Il aura fallu le remake de Scorsese pour braquer les projecteurs sur ce petit film noir de loin supérieur à sa copie, et qui se focalise sur le face à face entre Gregory Peck et Robert Mitchum.
Ce dernier campe un ex détenu dont le plaisir pour les sévices et la terreur n’a d’égal que ceux qu’il mettait déjà en œuvre dans La Nuit du Chasseur. A la limite du cabotinage, il est le démon venu obscurcir la famille idéale, et d’une malignité à toute épreuve : il connait son droit, et sait toujours comment rester sur la crête.

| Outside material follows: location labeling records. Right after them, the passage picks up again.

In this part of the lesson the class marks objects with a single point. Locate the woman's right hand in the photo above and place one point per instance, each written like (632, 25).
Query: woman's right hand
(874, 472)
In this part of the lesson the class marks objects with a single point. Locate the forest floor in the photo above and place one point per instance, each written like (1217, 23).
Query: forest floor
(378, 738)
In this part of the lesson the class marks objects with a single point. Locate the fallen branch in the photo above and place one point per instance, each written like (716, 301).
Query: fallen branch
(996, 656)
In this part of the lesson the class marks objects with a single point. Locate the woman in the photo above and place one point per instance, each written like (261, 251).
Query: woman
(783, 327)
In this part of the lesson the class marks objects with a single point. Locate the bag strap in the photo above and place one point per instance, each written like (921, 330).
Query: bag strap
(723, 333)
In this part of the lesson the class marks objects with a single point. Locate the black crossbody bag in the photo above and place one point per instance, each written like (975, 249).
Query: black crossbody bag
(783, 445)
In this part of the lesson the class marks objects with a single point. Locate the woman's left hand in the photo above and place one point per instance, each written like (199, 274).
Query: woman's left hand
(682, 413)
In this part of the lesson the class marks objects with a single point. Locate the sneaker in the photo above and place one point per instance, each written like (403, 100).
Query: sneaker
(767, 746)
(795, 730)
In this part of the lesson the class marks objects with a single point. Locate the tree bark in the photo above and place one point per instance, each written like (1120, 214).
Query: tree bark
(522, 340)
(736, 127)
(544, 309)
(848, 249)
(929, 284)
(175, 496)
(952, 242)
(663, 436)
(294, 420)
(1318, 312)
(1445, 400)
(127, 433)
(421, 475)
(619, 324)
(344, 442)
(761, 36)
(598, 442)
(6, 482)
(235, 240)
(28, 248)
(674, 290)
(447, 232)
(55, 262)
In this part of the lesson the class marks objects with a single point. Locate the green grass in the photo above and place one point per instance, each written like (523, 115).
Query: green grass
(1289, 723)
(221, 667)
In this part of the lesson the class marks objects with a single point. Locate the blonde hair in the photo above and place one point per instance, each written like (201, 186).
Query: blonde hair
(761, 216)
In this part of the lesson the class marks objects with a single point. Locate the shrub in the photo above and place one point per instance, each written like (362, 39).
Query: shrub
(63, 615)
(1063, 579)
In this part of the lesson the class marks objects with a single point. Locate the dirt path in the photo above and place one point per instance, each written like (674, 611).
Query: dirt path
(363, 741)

Toute la première partie repose sur cette dynamique : faire sortir l’homme de loi de ses gonds, le faire basculer dans la passion que le criminel sait quant à lui contenir au profit de sa stratégie. Mitchum est le vice incarné, et son personnage est d’ailleurs un tour de force dans un film encore soumis au code Hays : tout passe par le langage (l’effroyable récit qu’il fait des sévices qu’il a fait subir à son ex-femme) et les regards torves, particulièrement sur la jeune fille dont il fait une victime de choix.
Face à lui, Peck, tout en raideur, expérimente le dilemme cornellien du passage à l’acte : prendra-t-il la revanche à son compte ? Chaque fois qu’il entreprend une action, son evil twin est là pour lui montrer ses failles : sa collusion avec la police, son recours à des actes hors la loi, son harcèlement…
Cet antagonisme riche et complexe entre un bourreau qui connait la loi et une victime contrainte à la bafouer hisse Les Nerfs à vif au-delà du simple polar. Tout, chez l’avocat, est laborieux, comme cette tentative de piège ne prend pas assez vite et ne se passe pas comme prévu. Les séquences d’angoisse sont d’une efficacité assez hitchcockienne (notamment dans cette poursuite dans l’école entièrement fondée sur l’emprisonnement et une vision labyrinthique de l’espace), et les débats idéologiques entre Peck et son épouse rehaussés par un travail sur la lumière presque expressionniste : des visages qui sortent de la pénombre pour signifier une lutte intérieure torturée, des espace exigus (la cuisine, le sous-sol, le bateau…)
Enfin, toute l’image est au service de la puissance de Mitchum, taillé comme un colosse et qui, au fur et à mesure de l’intrigue, s’animalise progressivement. L’accroissement des enjeux, de la violence et des mécanismes narratifs au profit de l’affrontement trouvent leur apogée par une longue séquence finale dans les marais, mémorable en tous points. Tapis dans ce qui prend tous les atours d’une jungle primitive, entièrement fondée sur les clairs obscurs de la nuit dans les feuilles et les surfaces aquatiques, les ennemis en viennent au corps à corps avec une bestialité fascinante ; à ce stade, tout retour en arrière, toute préservation des verrous sociétaux semble révolue... jusqu’à la décision finale de l’un d’entre eux.
Haletant, complexe, retors, Les Nerfs à vif synthétise à merveille tout ce qu’on peut attendre d’un film noir : jubilatoire dans sa mobilisation de la part bestiale chez l’individu, stimulant dans sa façon de traiter des dilemmes pouvant préserver son humanité.